どういう訳か、なのかまでは判明しなかったけれど、『皇王様と軍師殿』が、己を探していたらしいこと、けれどそれは打ち切られ、兵士達は、ロックアックスで行われる、同盟軍との戦いに駆り出されるらしいことも。

「ロックアックス、か……。ロックアックス、ねえ……。でも、何で?」

それを知り、彼は、連中が引いてくれるのは、最高有り難いことだけれど、と思いながらも、北国の城、そこを攻めようとしている同盟軍と、迎え撃とうとしているハイランド軍のことを考え、渋い表情を拵え。

「………………あ」

────カーラは、己のいない戦を知らない。

その事実を思い出し、呟きを洩らして、一層、顔の渋味を深くした。

……例え己がいなくとも、立派に同盟軍の盟主を務める彼は、何としてでも戦いに立ち向かうだろうけれど、こんな形で『生き別れた』まま、彼を一人戦場へ向わせるのは、酷過ぎるのではないかと思えた。

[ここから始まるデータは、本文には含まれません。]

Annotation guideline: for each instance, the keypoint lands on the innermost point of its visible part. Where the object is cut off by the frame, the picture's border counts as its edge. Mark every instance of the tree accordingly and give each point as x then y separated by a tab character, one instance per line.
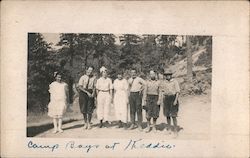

恋人同士だろうと何だろうと、己とカーラは『違う者』で、紋章を宿してより辿った運命も、似通ってはいるけれど等しくはなくて、その運命の中で抱えたモノも、似て非なるけれど、『あの頃』、近しい人を一人ずつ失いながら、それでも戦わなくてはならなかった時、それを己が、『辛い』、と感じたことがあるように、カーラも、戦わなくてはならない今を、辛い、と思っているかも知れない。

少なくとも、己が彼の立場だったら、本音の部分では、辛い、と思うだろう。

……だから…………、と。

彼は、そうも思った。

「カーラ、御免」

それ故、彼はそう呟いて、人気の消えた遺跡より、未だ陽の高い内に抜け出し。

悠長に、本拠地に戻っている暇は恐らく無いと、北進するハイランド軍の後を追うように、北の城を目指し始めた。